Drama On The Jurassic Coast!


I'm not at all sure when I first ran across this compelling bit of television called Broadchurch. Maybe it was just a chance  pop on BBC America or maybe my Anglophile daughter mentioned it to me or maybe it was both at the same time. But I knew it was better than a lot of stuff I tickled my eyeballs with on the boob tube. I was at first put off that it starred David Tennant who is not my favorite Doctor, but I figured out pretty soon that this D.C.I. Hardy is far away from his frenetic turn as the master of the TARDIS. His nickname is "Shitface" and frankly it fits quite well. Also there is the completely alluring character of D.S. Ellie Miller who becomes the center of this story and is almost always the most interesting person in any scene she's in. She offers up a "Plain Jane" of increasing wit and force as the story rolls on. I've just finished watching the series all the way through thanks to my daughters who have introduced their old man to the fancies of Netflix. Don't worry, there are no spoilers in this review, the show's too good for that.


In the first season we meet the quaint town of Broadchurch and all seems sunny and calm but the murder of an eleven year old boy throws the town into a lurch of suspicion and paranoia as new cop Hardy attempts to solve the crime. His second is Miller, whose job he's taken, and together they sort out their own feelings and the clues to slog into a mystery which is a lurid as it is bizarre. People get hurt along the way and mistakes are made. But it seems that this series was filmed in sequence and that the identity of the killer was a mystery from the cast itself. It's a  honking good mystery too with lots of twists and turns and some of the best red herrings on the small screen.


The second season presents us with the results of the first season's investigation as the town folk must cope with a trial which calls into question much of what we saw in the first year. The challenges are mighty and the new additions to the cast, in the form of lawyers of great potency, is pretty dynamic. The pace is somewhat slower as we know most everyone, but we do have a somewhat older murder to solve, one which haunts Hardy and is part of why he came to Broadchurch to begin with. It's great to see Hardy and Miller working together again as they have developed a back and forth which the best teams get after time.


The third season deals with the consequences of the trial and offers up a new mystery altogether -- this one not a murder but a rape. A serial rapist is at long last uncovered and the pain which goes with that search is typical of the angst and grim critique of human nature which the show has from the very first put on display.


And looming over all three seasons is the spectacular Jurassic Coast.  This awesome sight dominates the landscape which itself is a vital part of the storytelling in Broadchurch.
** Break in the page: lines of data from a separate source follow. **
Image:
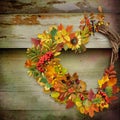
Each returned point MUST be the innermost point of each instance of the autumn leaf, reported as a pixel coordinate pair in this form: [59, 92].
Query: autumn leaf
[35, 41]
[113, 98]
[115, 89]
[103, 80]
[100, 9]
[93, 109]
[60, 27]
[70, 104]
[28, 63]
[55, 94]
[69, 28]
[59, 47]
[91, 94]
[72, 35]
[61, 96]
[112, 82]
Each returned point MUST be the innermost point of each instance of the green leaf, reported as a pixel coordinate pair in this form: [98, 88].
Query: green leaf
[55, 94]
[108, 91]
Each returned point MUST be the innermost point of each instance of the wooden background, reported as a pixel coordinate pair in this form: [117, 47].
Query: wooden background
[21, 98]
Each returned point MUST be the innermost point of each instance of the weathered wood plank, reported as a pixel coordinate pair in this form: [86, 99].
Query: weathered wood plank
[16, 31]
[112, 114]
[56, 115]
[57, 6]
[14, 78]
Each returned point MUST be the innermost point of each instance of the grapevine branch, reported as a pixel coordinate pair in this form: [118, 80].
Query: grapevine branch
[114, 39]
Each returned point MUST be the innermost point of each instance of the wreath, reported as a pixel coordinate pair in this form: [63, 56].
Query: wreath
[44, 65]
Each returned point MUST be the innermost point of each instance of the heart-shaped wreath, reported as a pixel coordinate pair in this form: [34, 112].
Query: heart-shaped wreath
[46, 68]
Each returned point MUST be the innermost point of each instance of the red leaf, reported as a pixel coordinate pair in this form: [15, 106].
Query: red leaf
[35, 41]
[70, 104]
[91, 94]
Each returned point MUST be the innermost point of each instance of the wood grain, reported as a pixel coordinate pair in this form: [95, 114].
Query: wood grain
[16, 31]
[56, 115]
[20, 92]
[14, 78]
[57, 6]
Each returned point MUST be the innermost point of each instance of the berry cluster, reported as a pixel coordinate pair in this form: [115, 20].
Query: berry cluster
[45, 58]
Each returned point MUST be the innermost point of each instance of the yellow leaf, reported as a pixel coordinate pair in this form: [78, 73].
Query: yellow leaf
[103, 80]
[100, 9]
[55, 94]
[57, 53]
[112, 82]
[78, 104]
[82, 110]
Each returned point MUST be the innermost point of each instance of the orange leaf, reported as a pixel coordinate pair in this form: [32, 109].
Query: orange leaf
[72, 35]
[69, 28]
[112, 82]
[100, 9]
[60, 27]
[115, 89]
[70, 104]
[93, 109]
[28, 63]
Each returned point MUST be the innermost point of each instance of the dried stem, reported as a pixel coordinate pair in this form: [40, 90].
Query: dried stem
[114, 39]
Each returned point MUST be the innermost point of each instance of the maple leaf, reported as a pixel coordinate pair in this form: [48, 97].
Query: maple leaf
[70, 104]
[35, 41]
[60, 27]
[69, 28]
[91, 94]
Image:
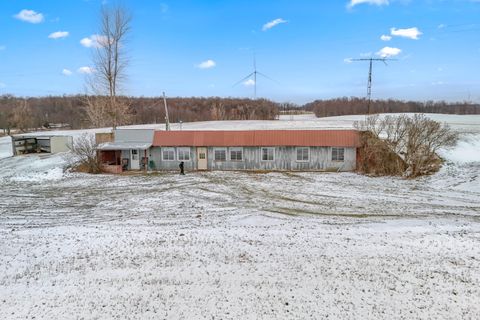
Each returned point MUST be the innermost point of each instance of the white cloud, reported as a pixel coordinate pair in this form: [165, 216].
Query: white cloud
[206, 64]
[273, 23]
[58, 35]
[389, 52]
[249, 83]
[385, 37]
[163, 7]
[94, 41]
[375, 2]
[29, 16]
[85, 70]
[411, 33]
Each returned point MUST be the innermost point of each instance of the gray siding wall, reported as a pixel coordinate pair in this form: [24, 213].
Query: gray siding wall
[160, 164]
[320, 159]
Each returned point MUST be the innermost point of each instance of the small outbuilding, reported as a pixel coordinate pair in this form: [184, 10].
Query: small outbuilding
[32, 143]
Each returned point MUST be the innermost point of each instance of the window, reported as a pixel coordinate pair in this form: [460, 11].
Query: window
[220, 154]
[303, 154]
[134, 154]
[236, 154]
[268, 154]
[168, 154]
[183, 154]
[338, 154]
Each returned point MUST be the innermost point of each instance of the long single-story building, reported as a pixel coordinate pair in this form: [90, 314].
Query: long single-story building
[289, 150]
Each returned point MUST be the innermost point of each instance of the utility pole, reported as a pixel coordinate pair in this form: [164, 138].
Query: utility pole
[369, 85]
[167, 120]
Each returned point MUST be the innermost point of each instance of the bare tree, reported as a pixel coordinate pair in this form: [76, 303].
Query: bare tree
[110, 62]
[416, 140]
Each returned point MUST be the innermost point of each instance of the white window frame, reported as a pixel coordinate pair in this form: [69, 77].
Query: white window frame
[337, 149]
[308, 154]
[170, 150]
[267, 148]
[183, 150]
[135, 154]
[215, 154]
[236, 150]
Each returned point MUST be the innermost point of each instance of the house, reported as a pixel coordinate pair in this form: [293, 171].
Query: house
[291, 150]
[129, 150]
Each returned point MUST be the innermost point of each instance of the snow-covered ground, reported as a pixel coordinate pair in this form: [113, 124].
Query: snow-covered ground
[233, 245]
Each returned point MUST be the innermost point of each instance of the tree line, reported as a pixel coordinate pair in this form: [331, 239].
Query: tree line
[72, 111]
[351, 106]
The fictional town sits on this site and the creators take every opportunity to feature it. That implacable face of rock says to anyone who is remotely aware that the doings of human beings are momentary and fleeting. It's ironic that a former Doctor Who would be in such a story. The drama which unfolds beneath its crags and along its beaches are just whims in the maw of impossible time. The details of Broadchurch are mysterious and evasive, but the theme never is. We are small and have only a short time to make what we can of a life which outraces us all into the grave.